C'était en 2013. Rodolphe Barrère et Louis Delaoustre étudient alors à HEC Montréal et partagent, comme nombre d'étudiants français, un appartement dans le Plateau Mont-Royal.

Dans le quartier, des commerces naissent, puis meurent, faute d'avoir trouvé leur clientèle. C'est à partir de ce constat que le duo a décidé de se lancer en affaires.

« On voyait des trucs ouvrir et on se disait que ça allait fermer rapidement », se souvient Rodolphe Barrère, cofondateur de Potloc, en parlant de prédictions qui se sont avérées.

Selon lui, les gens du coin savaient pourtant comme eux ce dont avait besoin le quartier.
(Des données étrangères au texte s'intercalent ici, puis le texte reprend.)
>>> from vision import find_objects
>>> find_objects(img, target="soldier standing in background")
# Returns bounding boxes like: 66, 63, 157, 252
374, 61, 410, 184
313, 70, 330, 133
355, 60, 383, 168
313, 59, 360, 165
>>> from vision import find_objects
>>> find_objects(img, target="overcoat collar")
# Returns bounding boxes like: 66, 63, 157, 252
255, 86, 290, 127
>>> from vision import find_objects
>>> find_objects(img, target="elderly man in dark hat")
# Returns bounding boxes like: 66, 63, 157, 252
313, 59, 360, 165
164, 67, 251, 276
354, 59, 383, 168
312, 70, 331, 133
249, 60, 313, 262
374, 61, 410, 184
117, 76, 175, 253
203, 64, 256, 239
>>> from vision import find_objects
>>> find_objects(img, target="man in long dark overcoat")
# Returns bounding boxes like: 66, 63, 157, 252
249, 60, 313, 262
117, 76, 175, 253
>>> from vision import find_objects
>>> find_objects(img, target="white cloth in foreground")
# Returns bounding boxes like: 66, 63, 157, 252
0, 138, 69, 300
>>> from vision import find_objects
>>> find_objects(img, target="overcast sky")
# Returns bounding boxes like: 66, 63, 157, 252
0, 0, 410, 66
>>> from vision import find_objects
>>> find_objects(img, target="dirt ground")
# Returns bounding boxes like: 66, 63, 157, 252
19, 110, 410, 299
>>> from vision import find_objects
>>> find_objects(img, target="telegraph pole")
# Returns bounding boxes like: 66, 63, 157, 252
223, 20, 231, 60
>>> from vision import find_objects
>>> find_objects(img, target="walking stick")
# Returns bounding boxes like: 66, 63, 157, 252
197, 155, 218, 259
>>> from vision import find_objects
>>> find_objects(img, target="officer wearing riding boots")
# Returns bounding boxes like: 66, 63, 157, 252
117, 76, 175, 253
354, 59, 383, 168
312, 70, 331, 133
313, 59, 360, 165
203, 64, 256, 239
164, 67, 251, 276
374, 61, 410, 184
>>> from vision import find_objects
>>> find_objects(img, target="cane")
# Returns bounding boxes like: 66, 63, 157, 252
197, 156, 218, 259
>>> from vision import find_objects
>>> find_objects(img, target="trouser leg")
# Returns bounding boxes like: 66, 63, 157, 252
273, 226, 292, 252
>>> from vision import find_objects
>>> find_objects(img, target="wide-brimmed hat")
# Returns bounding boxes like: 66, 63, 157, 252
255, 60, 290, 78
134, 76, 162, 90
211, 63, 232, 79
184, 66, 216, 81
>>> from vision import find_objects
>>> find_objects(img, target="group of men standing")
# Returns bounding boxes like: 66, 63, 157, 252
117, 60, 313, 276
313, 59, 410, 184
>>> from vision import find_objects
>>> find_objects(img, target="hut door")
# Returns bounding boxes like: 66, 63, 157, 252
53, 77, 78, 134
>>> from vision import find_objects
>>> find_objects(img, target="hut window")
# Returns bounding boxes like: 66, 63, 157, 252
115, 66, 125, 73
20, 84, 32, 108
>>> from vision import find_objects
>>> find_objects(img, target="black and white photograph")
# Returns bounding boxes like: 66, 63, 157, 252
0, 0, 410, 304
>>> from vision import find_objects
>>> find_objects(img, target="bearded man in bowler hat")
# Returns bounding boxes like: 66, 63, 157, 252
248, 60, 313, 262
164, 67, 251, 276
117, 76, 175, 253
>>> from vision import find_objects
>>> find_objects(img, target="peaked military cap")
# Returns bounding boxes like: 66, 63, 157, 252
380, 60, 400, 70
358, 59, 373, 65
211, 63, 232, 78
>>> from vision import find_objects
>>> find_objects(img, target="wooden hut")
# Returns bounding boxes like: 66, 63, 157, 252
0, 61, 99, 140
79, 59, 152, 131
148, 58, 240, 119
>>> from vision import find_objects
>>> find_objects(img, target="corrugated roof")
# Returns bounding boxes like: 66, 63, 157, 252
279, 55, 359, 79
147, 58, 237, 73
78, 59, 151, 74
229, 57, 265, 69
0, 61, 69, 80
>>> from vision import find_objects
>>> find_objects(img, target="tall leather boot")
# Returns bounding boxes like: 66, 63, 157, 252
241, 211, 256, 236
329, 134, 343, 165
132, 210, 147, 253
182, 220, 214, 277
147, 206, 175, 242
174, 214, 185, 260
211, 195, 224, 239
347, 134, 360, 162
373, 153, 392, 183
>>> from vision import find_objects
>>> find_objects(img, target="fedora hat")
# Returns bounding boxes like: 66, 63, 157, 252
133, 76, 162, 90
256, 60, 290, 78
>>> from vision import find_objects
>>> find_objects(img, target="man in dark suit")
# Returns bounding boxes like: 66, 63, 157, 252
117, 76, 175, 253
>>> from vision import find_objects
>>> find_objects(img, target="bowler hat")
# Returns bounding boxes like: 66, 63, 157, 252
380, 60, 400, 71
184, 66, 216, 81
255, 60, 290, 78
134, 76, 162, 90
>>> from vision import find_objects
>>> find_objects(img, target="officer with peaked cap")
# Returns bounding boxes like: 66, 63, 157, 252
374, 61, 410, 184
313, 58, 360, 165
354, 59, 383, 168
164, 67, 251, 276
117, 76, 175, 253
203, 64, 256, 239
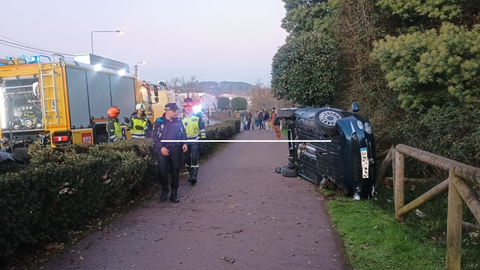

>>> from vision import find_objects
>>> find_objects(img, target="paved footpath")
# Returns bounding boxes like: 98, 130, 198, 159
43, 127, 352, 270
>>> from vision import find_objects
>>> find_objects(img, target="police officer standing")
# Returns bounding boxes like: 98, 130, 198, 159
125, 103, 149, 139
182, 98, 206, 185
152, 103, 188, 203
107, 106, 123, 142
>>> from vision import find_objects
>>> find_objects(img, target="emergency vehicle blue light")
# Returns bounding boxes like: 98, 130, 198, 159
28, 56, 38, 64
193, 105, 202, 113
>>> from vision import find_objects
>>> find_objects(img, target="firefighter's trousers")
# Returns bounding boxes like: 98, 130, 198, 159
157, 144, 182, 189
185, 142, 200, 168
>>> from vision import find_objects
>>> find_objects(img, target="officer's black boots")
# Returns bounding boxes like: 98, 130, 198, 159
170, 188, 180, 203
190, 167, 198, 186
160, 188, 173, 202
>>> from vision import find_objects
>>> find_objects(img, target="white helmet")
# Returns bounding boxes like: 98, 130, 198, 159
135, 103, 145, 111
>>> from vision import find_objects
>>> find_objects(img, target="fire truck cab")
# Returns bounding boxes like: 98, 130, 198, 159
0, 54, 158, 158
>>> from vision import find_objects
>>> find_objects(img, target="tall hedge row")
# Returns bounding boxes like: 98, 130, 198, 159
0, 120, 240, 265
Il fallait simplement trouver une façon d'aller chercher cette information pour que le bon commerce s'implante au bon endroit.

« Ces prédictions, on les avait réalisées juste avec nos deux petites têtes, explique le jeune entrepreneur. Imaginez la puissance de ces prédictions si elles avaient été basées sur l'opinion de 100 ou de 1000 personnes. »

C'est cette idée qui a conduit à la création de Potloc.

Le concept

Au départ, le duo s'installe devant des locaux vacants et interroge les passants pour leur demander quel type de commerce ils verraient bien à cet endroit.

« Ça nous a permis d'obtenir une mine d'or de données qualitatives, explique M. Barrère. C'est ce genre de données dont tout le monde a besoin. »

Le duo transpose ensuite la stratégie sur sa plateforme internet, Potloc.com. Il invite les citoyens à exprimer leurs besoins sur celle-ci.

Selon Rodolphe Barrère, cette façon d'effectuer des études de marché « inversées » répond à l'un des phénomènes qui bousculent actuellement le commerce de détail : la naissance d'un nouveau type de consommateurs, constitué en grande part de milléniaux.

« Les milléniaux consomment différemment, explique-t-il. Ils achètent des histoires et des expériences plutôt que des produits. Ils cherchent aussi des commerces qui présentent des valeurs auxquelles ils adhèrent. »

Selon lui, connaître l'âge, le sexe et le revenu moyen des habitants d'un quartier ne suffit plus pour déterminer si un endroit est propice à l'implantation d'un certain commerce. Des données qualitatives sont nécessaires.

« On pourrait, par exemple, identifier qu'un secteur a besoin d'un café, dit-il, mais les gens qui vont rechercher un café indépendant ne seront pas nécessairement ceux qui voudront d'un Starbucks. Quand on ne fait que de la théorie, on ne peut pas départager les deux. »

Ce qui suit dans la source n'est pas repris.